This work addresses the enumeration and listing of projected tree patterns in graphs—a generalization of subgraph isomorphism central to database querying. We present the first efficient enumeration algorithm featuring polynomial preprocessing time and polylogarithmic delay. Under natural conditions, we establish a general equivalence between enumeration and listing for this problem. Our approach integrates fast (rectangular and output-sensitive) matrix multiplication, parameterized analysis via submodular width, and fine-grained complexity lower bounds. For a projected tree with $k$ nodes, the algorithm achieves $\tilde{O}(n^{17.42})$ preprocessing time and polylogarithmic delay, and extends to hypergraphs with preprocessing time $\tilde{O}(m^{17.42 \cdot \text{subw}(H)})$, where $\text{subw}(H)$ denotes the submodular width of the hypergraph $H$.

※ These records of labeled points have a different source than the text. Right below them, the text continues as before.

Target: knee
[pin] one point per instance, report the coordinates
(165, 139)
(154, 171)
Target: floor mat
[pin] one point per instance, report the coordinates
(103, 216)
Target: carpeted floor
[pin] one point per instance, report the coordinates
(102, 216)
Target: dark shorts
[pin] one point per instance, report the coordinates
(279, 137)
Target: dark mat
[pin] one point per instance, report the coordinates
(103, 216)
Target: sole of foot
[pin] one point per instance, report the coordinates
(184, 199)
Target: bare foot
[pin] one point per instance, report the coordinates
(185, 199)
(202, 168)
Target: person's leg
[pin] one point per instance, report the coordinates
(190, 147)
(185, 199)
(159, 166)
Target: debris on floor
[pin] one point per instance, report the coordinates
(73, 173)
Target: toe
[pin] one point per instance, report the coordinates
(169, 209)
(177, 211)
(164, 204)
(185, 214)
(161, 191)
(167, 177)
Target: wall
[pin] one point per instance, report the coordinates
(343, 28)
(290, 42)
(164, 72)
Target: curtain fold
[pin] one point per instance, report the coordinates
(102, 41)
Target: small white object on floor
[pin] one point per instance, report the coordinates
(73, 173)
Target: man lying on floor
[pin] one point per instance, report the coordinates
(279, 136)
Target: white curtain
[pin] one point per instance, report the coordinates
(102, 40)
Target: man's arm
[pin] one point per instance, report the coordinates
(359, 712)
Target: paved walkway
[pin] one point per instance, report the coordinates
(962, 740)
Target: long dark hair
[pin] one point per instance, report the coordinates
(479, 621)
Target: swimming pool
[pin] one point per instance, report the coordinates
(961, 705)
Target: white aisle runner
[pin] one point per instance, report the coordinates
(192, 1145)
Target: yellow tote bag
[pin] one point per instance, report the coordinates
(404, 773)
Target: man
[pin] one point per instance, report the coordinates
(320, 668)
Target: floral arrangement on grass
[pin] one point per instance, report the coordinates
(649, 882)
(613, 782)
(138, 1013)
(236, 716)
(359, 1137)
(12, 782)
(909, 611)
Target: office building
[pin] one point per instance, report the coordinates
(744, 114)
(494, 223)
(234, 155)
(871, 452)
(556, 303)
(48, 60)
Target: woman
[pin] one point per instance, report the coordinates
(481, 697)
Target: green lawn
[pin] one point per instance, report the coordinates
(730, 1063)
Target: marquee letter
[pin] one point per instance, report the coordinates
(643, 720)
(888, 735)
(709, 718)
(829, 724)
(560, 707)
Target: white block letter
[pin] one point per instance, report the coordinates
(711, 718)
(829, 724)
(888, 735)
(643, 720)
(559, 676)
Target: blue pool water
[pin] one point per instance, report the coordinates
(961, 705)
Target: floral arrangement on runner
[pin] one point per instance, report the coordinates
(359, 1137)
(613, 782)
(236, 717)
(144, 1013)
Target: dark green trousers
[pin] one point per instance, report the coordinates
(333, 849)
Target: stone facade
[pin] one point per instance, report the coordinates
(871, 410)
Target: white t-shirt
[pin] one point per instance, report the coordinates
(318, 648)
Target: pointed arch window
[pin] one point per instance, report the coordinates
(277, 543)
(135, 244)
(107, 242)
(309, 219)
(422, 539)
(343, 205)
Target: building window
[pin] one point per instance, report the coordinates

The subgraph isomorphism problem and its generalizations such as conjunctive queries, where some nodes are projected, are among the most fundamental problems in graph algorithms and database theory. In this paper, we study the listing and enumeration variants of these problems and present two main results. (1) We present the first algorithms for enumerating projected trees with polynomial preprocessing time ($\widetilde{O}(n^{17.42})$) and polylogarithmic delay ($\mathrm{polylog}(n)$). Prior to this work, all algorithms in the literature required time $Ω(n^{Ω(k)} + t)$ or $t \cdot n^{Ω(1)}$ to list all copies of a $k$-node tree with projections, where $t$ is the number of solutions. Our result generalizes to arbitrary projected hypergraphs, achieving enumeration in preprocessing time $\widetilde{O}(m^{17.42 \cdot \mathrm{subw}(H)})$ and polylogarithmic delay, where $\mathrm{subw}(H)$ is the submodular width of the pattern hypergraph $H$. We heavily rely on fast (rectangular and output-sensitive) matrix multiplication, which we complement by fine-grained lower bounds indicating that any algorithm beating time $Ω(n^{Ω(k)} + t)$ must rely on fast matrix multiplication. (2) As our second main result, we present a generic enumeration-to-listing reduction, establishing that listing and enumeration are equivalent under natural assumptions. For (colored) subgraph isomorphism, our reduction transforms any listing algorithm running in time $O(f(n,m) + t \cdot g(n,m))$ into an enumeration algorithm with preprocessing time $O((f(n,m)+g(n,m)+m) \log^2 n)$ and delay $O(g(n,m))$. We utilize this equivalence as a tool for proving our first main result, and we expect that our generic reduction will find many future applications.